As shown in the figure below, the wizard asks for network information as well as the Datacenter, Cluster, and Datastore information. These will be the Datacenter, Cluster, and Datastore associated with the OpenStack cluster, not necessarily where you have the VOVA appliance.
When the deployment finishes the console will show us the IP address by which we can get to both the OpenStack Dashboard as well as the management address. At this point the VOVA appliance is fully deployed and we can jump into using OpenStack.
Open a browser and go to the address shown on the console. Login using the default username and password (U: demo/P: vmware) and you’re shown the following dashboard.
As shown in the picture you have some restrictions with this version. You only get up to 10 instances, 20 vCPUs, 512GB RAM, 10 IPs, and 10 security groups. In OpenStack an Instance is actually a VM that runs within the cloud.

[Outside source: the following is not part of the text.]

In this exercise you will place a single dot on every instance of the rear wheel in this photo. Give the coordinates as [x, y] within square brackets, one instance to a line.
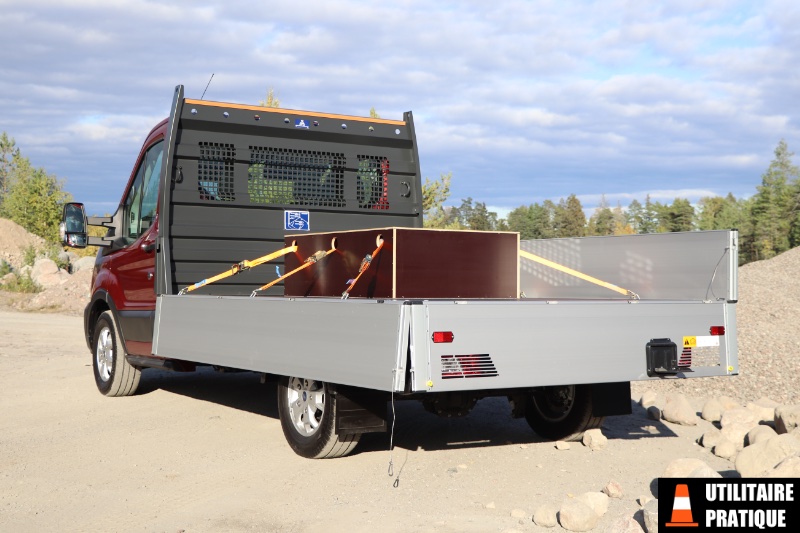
[561, 412]
[113, 374]
[308, 413]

Security Groups are what you can assign VMs to in order to apply certain connectivity rules. For instance, if you want to give a user http access to a VM then you’ll need to open port 22 in the security group and assign the VM to that security group.
Let’s take a look at the rest of the Dashboard. The above picture shows the Overview. Below that is the Instances tab which shows the Instance, which Image it’s using, and other information like size, keypair, power state, and uptime. An image, in this case, is actually what you use to create an instance. So it basically gives you an operating system as well as some user defined settings. In order to create an instance we’ll need to make sure we have volumes, images, and security set up.
Below the Instances tab is the Volumes tab. This is almost akin to what a datastore is in VMware. We need to create a volume to put a VM on. This volume will come from the datastore we specified during the deployment process. Click on Create Volume.
The Images & Snapshots tab. The Images, as described earlier, are what we create instances from. The snapshots in this case are actually snapshots of the volume, not of the image or instance. VOVA comes with a default Linux image called Debian (named after the Linux distro from which it’s created). We can use this image to create an instance or create other images by clicking on the Create Image button.
Finally we get to the Access & Security tab. Under this tab you can create the aforementioned Security Groups and keypairs, we can also add IP pools, and finally add API access. There is a default security group but we can add more if we like.
Keypairs, as shown in the description in the picture above, is necessary for allowing SSH access to an instance.
After we’ve configured all of that you can finally go back to your Instances tab and click on the Launch Instance button. You can create the instance from an image or a volume snapshot. You can select the Flavor which specifies how big your VM will be. This is often referred to as a t-shirt size system, which ranges from Tiny to Large. The details will be listed on the right.
Again, the VOVA appliance is not even close to something you’d want to put into production. You only get 10 instances to play with anyway. However, you get to check out OpenStack in a really quick way. The HoL (Hands on Lab) will most likely be more up to date, so that might be even more worth checking out. However, by using the appliance you can let others check out and use OpenStack. For more information check out the OpenStack documentation here.
You can also specify which keypair to use, which volume from which to boot, as well as add some scripting if you would like to automatically have it do something like join a domain after the VM is provisioned. Anything you can script you should be able to add under the Post-Creation tab. Think of the automation possibilities with that alone.